Saturday, June 7, 2008

God stole the miracle

You know, stealing is just rude. I'd like to start by saying that. Some people say intelligence borrows and genius steals. I don't know if that's true. It's more like, intelligence is alright with me, and genius is a plain old douche bag...one for being proclaimed (or self proclaimed) genius, and two, for f*&*ing stealing.

Stealing? It makes a person want to say: "Dude get your hands off my stuff."

So my point is this. I told someone the other day: "knowing you is a miracle" to be translated as "You are awesome" and they couldn't appreciate it fully for it's implications. It's DIVINE implications. Well thanks a lot God! And it is here that I have a problem.

Miracle - the latin route means literally "something wonderful"

WHERE does that say anything about God? So what, now everything that's a miracle has to somehow involve god? I mean c'mon, isn't that a little greedy?

Take this example:
Great! You just survived a bout of really bad acne through your teenage years?! It's a miracle! But God had to stick a greedy little acne free nose in there and say - well, technically I helped (and a little trademark symbol rears its ugly head - a zit hanging off the unsuspecting tip of poor Miracle). So somewhere along the line someone at the dictionary had their back turned and Miracle got swiped (and zitted with divine COPYright?!!).

Well I've got news. Me and my kind are taking miracles back! I shake my fist at that holier than thou! Miracles are just wonderful things.

The Grinch stole Christmas? Well God stole the miracle. Who's right? Who's wrong? Who's just a douche bag?

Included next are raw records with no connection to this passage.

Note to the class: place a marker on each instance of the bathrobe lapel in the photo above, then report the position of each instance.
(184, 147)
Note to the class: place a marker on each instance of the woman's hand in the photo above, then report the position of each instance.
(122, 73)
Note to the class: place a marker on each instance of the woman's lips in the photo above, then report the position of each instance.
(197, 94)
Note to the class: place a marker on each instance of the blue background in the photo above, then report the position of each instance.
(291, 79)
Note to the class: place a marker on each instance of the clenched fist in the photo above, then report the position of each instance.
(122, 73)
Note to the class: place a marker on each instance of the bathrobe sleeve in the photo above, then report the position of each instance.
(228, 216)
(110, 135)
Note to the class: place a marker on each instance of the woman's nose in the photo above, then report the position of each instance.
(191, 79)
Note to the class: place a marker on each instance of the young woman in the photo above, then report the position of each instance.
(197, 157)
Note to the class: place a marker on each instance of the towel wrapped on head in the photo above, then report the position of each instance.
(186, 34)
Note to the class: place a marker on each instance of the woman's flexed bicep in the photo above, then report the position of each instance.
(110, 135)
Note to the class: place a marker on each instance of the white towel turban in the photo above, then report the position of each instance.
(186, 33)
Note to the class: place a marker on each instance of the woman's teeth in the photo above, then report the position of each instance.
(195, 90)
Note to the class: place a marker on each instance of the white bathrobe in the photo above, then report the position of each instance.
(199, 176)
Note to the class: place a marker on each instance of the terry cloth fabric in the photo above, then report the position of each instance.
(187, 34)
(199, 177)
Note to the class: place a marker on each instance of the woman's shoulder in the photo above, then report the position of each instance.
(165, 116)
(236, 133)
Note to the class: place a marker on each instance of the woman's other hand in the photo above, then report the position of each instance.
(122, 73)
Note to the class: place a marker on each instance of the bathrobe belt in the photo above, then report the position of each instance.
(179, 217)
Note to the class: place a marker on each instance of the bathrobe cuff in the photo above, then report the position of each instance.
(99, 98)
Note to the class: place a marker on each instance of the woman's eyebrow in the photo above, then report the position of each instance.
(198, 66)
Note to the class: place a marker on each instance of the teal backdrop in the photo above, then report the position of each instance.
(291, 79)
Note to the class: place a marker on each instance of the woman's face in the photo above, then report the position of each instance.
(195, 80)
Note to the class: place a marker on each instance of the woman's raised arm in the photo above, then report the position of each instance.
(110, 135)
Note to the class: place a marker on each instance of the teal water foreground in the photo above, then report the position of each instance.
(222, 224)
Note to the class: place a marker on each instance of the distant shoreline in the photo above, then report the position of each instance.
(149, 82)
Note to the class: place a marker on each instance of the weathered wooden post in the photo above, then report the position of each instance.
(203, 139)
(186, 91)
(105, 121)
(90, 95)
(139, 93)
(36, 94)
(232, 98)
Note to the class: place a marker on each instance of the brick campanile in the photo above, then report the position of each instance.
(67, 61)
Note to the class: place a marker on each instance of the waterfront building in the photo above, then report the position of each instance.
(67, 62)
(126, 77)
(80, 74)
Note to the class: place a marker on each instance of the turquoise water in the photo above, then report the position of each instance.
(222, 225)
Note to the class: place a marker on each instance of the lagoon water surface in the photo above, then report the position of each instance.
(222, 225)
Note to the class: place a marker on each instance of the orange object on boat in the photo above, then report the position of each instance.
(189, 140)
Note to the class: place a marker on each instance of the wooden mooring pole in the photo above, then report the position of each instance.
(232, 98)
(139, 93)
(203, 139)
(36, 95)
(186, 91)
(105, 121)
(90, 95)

You decide.

Tuesday, March 4, 2008

Signs (a word from the driverside)

Sometimes it's important to read between the lines, and other times, well, I find the lines themselves do the talking.

We all had somewhere to be this morning, and I got in front of someone who decided to speed up just to hit the breaks to force me to cut him off. So he started twitching a bit like a nerve damaged chipmunk being attacked by a hungry ant colony.

So I followed my special protocol - which as a result of today I will now be enforcing:
Step 1: flash the peace sign as if to say "chill man, we're all tryin to get somewhere and I won't hold your road rage against you if you yield now...there's still time to turn back..." (now, bear in mind this can have the opposite of it's intended effect if the opponent is a super douche. If this is the case, be prepared to put on your solid steel panties)

Step 2: When Step 1 undoubtedly escalates your opponent, making him mock you for your *attempt at resolving things peacefully* (at this point he surely will have you pegged as a dirty hippie that must be high) you crank up the volume and slowly start to bear your fangs as a warning. This may be done by using the universal symbol for "jerk-off," which with grace and simplicity in one girating motion of the hand, (held right where he can see it) will call him what he is. A jerk-off.

Step 3: By this point the balls are landing plentifully in your court. You've confused your opponent, pulled a 180, and caught him off guard (since his coffee was probably as limp as his wee wee). It is now that you must deal the fatal blow. With all sincerity, you give the universal symbol for: "bring it the F*ck on." At this point you've got him.

Step 4: *The endnote* He starts to cower, no longer holding eye contact. He is but a shadow of his former self... but for one last look - at which point you exclaim into the rearview, as though it were your microphone of reflection...weaving together sight and sound: you cunt.

May this be a protocol to carry us across the ages.